The presentation, sponsored by the Women and Public Policy Program's weekly lunchtime seminar series, highlighted research from a working paper by Brinton and Dong Ju Lee, a graduate student in sociology at Harvard. The work is part of the Project on Gender Equity and Low Fertility, a year-old initiative funded by the National Science Foundation that Brinton is running, along with collaborators in Spain, Japan, and Sweden.
Many countries in Southern Europe and East Asia now have a birthrate—the number of children born to each woman, on average—below 1.5, a ratio well below what is needed to ensure steady population replacement from one generation to the next. (Most experts put that figure at 2.1, to account for some infant mortality.)
The implications of a rapidly aging population—growing health care costs, increasing burdens on the younger, working-age population—are enough to keep "policymakers in East Asia and Southern Europe awake at night," Brinton said. And while an influx of immigrants can help to keep populations from shrinking, some researchers and policymakers are turning their attention to finding other ways to boost birthrates.
Demographers call the phenomenon "lowest-low fertility," and over the past two decades more and more postindustrial countries have found themselves facing it. The puzzle for Brinton and other researchers lies in the fact that traditionally family-oriented societies, such as Italy and Japan, aren't immune to the problem—in fact, they appear to be slightly more prone to low birthrates than their more progressive neighbors.
"The countries that are suffering from the very lowest fertility are not the countries that have the highest percentages of married women in the labor force," Brinton said, although that tended to be true in the past. "Instead, the countries that have a high rate of female labor force participation among married women tend to have slightly higher fertility."

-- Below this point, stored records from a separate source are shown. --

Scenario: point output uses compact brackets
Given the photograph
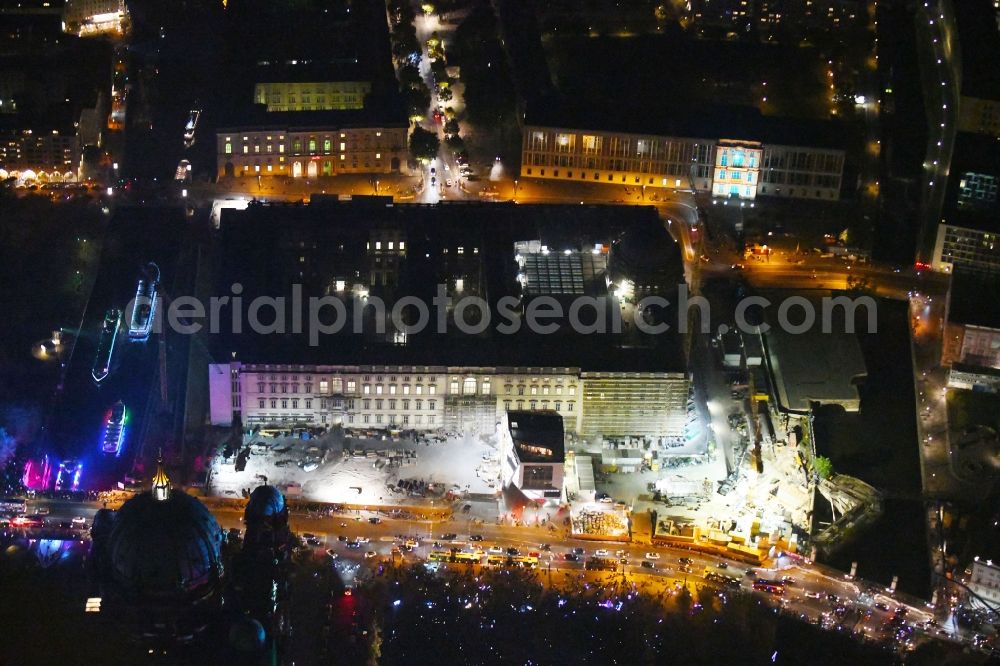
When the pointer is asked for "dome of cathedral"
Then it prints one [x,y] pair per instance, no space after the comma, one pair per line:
[164,546]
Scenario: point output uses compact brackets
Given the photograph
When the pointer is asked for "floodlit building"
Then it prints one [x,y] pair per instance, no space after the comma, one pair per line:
[532,454]
[39,155]
[87,18]
[737,169]
[282,95]
[985,581]
[374,376]
[678,162]
[310,151]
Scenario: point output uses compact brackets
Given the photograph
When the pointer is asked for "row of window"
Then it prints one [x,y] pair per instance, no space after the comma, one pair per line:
[653,148]
[669,168]
[391,419]
[418,405]
[466,386]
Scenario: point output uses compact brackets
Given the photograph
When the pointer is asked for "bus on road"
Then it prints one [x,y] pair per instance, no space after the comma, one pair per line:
[769,586]
[12,506]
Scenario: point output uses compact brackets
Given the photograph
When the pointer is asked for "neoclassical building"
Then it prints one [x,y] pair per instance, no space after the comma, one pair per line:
[452,398]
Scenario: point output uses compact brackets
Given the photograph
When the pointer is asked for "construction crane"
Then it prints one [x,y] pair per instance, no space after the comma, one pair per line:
[758,458]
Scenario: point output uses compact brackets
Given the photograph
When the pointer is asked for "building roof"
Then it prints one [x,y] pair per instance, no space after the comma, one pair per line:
[268,249]
[538,436]
[709,122]
[979,42]
[972,301]
[967,200]
[339,69]
[165,549]
[379,111]
[816,366]
[264,502]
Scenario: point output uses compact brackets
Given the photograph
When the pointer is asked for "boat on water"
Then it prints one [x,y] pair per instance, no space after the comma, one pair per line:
[144,306]
[106,345]
[190,126]
[114,429]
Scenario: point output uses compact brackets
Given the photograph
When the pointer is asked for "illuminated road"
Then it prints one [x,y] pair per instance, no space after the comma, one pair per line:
[939,73]
[815,592]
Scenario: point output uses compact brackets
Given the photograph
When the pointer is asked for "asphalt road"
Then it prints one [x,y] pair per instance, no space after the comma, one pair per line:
[815,592]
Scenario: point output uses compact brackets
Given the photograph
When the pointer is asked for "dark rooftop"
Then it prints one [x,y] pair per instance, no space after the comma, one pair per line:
[538,436]
[973,300]
[269,248]
[707,122]
[975,167]
[379,111]
[979,42]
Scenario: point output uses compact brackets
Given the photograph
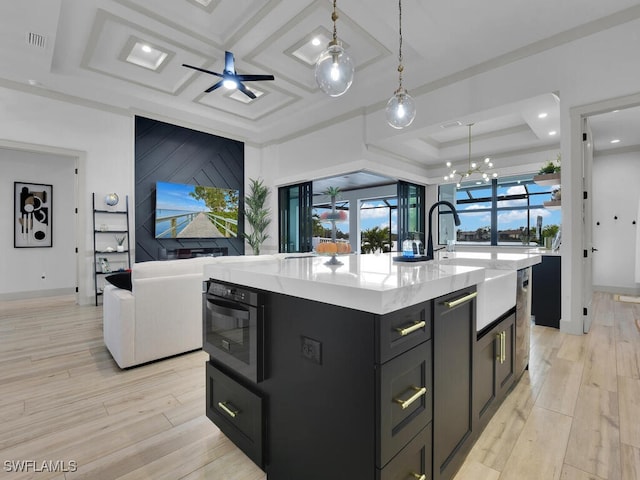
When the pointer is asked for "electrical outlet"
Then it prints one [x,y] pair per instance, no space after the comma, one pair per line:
[311,349]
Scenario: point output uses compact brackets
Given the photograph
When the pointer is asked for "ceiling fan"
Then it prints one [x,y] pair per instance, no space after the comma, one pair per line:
[229,78]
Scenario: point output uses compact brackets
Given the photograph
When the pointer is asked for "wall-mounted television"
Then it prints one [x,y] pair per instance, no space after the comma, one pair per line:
[195,211]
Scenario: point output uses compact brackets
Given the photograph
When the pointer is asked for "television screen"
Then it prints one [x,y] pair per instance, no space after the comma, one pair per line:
[195,211]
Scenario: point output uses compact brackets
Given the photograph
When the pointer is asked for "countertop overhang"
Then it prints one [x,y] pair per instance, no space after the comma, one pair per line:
[372,283]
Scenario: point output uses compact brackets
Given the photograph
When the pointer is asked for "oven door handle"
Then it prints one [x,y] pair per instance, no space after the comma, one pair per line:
[227,311]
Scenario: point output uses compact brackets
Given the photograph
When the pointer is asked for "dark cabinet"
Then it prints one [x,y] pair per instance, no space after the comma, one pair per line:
[237,411]
[494,368]
[405,393]
[454,332]
[414,462]
[546,297]
[351,394]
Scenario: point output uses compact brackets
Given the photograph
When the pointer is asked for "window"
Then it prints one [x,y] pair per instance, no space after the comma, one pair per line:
[506,211]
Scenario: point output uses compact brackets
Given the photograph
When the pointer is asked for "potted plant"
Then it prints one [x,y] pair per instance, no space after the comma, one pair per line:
[120,239]
[257,214]
[549,173]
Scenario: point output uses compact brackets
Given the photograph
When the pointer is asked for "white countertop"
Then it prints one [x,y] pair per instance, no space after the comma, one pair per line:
[495,259]
[371,283]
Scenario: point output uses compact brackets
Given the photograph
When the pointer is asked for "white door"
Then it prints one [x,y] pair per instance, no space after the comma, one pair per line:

To learn why that might be, Brinton and Lee studied existing survey data provided by the Organization for Economic Cooperation and Development from 24 postindustrial countries that gauged men's and women's attitudes toward gender roles in the home and the workplace. In countries with more conservative respondents (those who viewed men as breadwinners and women as primary caregivers), Brinton and Lee found, birthrates were lower.
However, countries whose citizens tended to hold strictly egalitarian views—who believed that all men and women should work outside the home, for instance, or that being a housewife is not a fulfilling role—also had lower birthrates.
Societies that tend to have steady birthrates appear to be those with flexible attitudes toward women's roles in the home and the workplace, which "allows people to do family in various ways," Brinton said. The United States and Great Britain both fall into that category, according to the data.
That flexibility is increasingly important in today's economy, Brinton said. In countries where women cannot easily exit and reenter the workforce, having children may seem like an untenable burden for a woman who values her career.
As many postindustrial societies face economic slumps, the pressure on men in conservative-minded, "male breadwinner" countries is compounded. Young men wait to start families until they can provide for them, which in countries such as Japan and Italy has resulted in delaying the average age of marriage and thus of childbirth for both men and women.
"We don't think it's all about the economy," Brinton said. "We think there's this mixed explanation that's based on the dominant norms of a society about men's and women's roles, labor market structure, and the [country's] economic conditions."
For the next stage of the project, Brinton and her graduate students will look at how the attitudes measured in the gender surveys have changed over time. They're also conducting in-depth interviews with young women and men in the countries they've surveyed, to try to capture more nuanced attitudes on questions of gender roles in the home and the workplace—and how those might be tied to their views on having children.
"The texture of people's lives, how they're making decisions, and how they feel judged by other people for those decisions, and how they feel about themselves—whether they're being a 'bad mom' or a 'bad father'—those are all important," Brinton said. "We only know anecdotally about those things. I think we can do better than anecdotes."